Dönemeyen Suriyeliler sadece Türkiye'nin değil Suriye'nin de demografik yapısının değişmesine ve orada yukarıda belirttiğimiz çoklu kanton yönetimlerinin ortaya çıkmasına neden oluyor. Bunun her ikisi de Türkiye'nin birliğine ve güvenliğine doğrudan tehdittir.
Suriye bağlamında ısrarla gündemden kaçırılan diğer tehdit alanı ise İdlib. Suriye ordusu Rusya onaylı operasyonlarını ağır ağır sürdürürken sözde muhalif gruplar da karşı saldırılarla İdlib'te daha önce kaybettikleri bazı noktaları geri alıyorlar. Yani alçak yoğunluklu savaş devam ediyor. Zaman zaman Türkiye sınırına göç dalgaları geliyor, sınır hattında her an Türk tarafına geçecek insan sayısı artıyor.
İdlib'te Türkiye'nin desteklediği sözde ılımlı muhaliflerin yanında Türkiye ve ABD'nin Ağustos 2018te terör örgütü olarak kabul ettikleri HTŞ var ama İdlib'in genel kontrolü HTŞ'de.

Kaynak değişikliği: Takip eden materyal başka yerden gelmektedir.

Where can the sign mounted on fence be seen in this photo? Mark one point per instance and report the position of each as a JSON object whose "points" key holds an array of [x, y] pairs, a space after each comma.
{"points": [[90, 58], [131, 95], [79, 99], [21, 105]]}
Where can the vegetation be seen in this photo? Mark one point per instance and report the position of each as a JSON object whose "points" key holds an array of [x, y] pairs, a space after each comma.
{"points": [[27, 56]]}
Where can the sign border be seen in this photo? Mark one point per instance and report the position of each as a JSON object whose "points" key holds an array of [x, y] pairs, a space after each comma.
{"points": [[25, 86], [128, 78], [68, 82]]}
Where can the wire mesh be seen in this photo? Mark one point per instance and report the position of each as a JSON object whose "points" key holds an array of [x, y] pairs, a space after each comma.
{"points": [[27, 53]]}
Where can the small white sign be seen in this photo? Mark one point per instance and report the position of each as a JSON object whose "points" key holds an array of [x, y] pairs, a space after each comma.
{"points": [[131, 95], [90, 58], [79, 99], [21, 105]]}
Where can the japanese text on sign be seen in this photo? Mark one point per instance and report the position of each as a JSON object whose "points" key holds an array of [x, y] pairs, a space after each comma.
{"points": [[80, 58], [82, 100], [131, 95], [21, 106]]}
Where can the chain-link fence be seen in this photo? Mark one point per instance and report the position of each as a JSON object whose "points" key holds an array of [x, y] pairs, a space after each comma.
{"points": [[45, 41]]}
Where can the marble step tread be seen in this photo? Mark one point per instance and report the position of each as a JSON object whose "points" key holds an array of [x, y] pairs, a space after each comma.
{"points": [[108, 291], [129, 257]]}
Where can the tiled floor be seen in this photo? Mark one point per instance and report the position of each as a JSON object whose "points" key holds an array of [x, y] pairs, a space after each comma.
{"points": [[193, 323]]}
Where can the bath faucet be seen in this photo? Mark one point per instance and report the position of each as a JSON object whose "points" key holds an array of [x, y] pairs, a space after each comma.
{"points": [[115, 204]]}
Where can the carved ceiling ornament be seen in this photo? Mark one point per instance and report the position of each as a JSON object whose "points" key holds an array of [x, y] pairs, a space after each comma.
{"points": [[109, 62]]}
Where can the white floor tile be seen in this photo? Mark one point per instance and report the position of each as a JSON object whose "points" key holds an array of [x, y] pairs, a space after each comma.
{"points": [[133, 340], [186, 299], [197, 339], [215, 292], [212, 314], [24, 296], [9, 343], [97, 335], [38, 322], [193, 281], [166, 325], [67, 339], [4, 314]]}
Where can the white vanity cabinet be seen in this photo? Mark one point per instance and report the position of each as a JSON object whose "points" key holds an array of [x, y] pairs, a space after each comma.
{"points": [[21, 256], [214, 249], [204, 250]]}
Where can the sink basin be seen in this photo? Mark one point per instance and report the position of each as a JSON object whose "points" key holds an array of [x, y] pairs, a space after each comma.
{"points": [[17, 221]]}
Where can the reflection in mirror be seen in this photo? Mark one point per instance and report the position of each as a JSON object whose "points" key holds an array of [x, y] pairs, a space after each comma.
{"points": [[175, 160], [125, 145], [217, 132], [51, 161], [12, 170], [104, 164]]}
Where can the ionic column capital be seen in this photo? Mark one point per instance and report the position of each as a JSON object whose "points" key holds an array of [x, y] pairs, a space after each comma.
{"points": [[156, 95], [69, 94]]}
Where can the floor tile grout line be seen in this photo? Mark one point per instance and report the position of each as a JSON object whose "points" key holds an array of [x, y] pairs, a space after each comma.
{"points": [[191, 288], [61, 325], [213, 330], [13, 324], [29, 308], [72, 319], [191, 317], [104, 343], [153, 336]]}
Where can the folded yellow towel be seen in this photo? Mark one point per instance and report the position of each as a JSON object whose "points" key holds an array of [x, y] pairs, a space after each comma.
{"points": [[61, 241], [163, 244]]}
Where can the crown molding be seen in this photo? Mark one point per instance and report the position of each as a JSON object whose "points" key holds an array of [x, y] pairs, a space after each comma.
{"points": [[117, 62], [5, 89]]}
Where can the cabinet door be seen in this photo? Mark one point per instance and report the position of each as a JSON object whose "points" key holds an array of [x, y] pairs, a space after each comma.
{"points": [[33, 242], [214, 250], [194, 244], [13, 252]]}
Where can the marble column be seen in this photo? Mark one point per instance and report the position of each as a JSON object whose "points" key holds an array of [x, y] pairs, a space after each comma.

Türkiye yaklaşık 2 yıldır çatışmasızlık bölgesi ilan edilen İdlib'te Soçi Mutabakatıyla üslendiği İdlib'i terörden arındırma, teröristleri silah bıraktırma sorumluluğunu bir türlü yerine getiremedi. Önceki gün Lavrov Türkiye teröristle muhalifleri birbirinden ayırmayı yapamadı diyerek İdlib'te işlerin iyi gitmediğini ima etti.
Tam da bu anda ABD Genelkurmay Başkanının Senato silahlı kuvvetler komitesindeki ifadesinde HTŞ'yi El Kaide'den ayrılan bir grup olarak tanımlayıp Suriye'deki cihatçı mücadele unsurlarını IŞİD, El Kaide ve HTŞ diye listelemesi HTŞ'nin El Kaide'den ayrı muameleye tabi tutulamaya başlanacağının emaresi olabilir mi?
Bu durum ABD'nin İdlib'te Türkiye'nin yanında yer alacağını, Rusya karşısında örtülü bir işbirliğini göstermez mi?
911 km.lik sınırımızın hemen güneyinde Suriye'deki bu çarpık ve tehlikeli ilişkiler gündemden düşürülürken son aylarda Doğu Akdeniz'de esen fırtınaların yarattığı büyük dalgalar Türkiye'yi Libya'daki iç savaşın ortasına savurmuş gözüküyor.
Türkiye içinde olmaması gereken bir iç savaşın tarafı olmaya yönlendiriliyor. Son yazılarımda bunları incelemiştik. Şimdi dikkat çekmek istediğim konu Türkiye'nin İran'dan Libya'ya kadar olan hat boyunca çok boyutlu kriz ve çatışmalara müdahil hatta taraf olduğunu gösteriyor.
Bu resmim özeti şu: Türkiye İran'dan Libya'ya geniş ve uzun bir hatta çok boyutlu tehdit halkalarından oluşan bir cepheyle karşı karşıyadır. Bunun arkasında ise bir ittifaklar zinciri var. Bu Türkiye'nin askeri ve siyasi konsantrasyonu, hedef birliğini bozmakta, savrulmasına neden olmaktadır.
Ana tehdit sınırımızın dibinde Suriye'de. Suriye'deki tehdidi unutup Doğu Akdeniz'deki haklı mavi vatan mücadelesinin Libya'da savaşa dönüştürülmesi büyük bir stratejik hata olur. Çok uzun tehdit cephesinde ağır bedellere yol açabilir.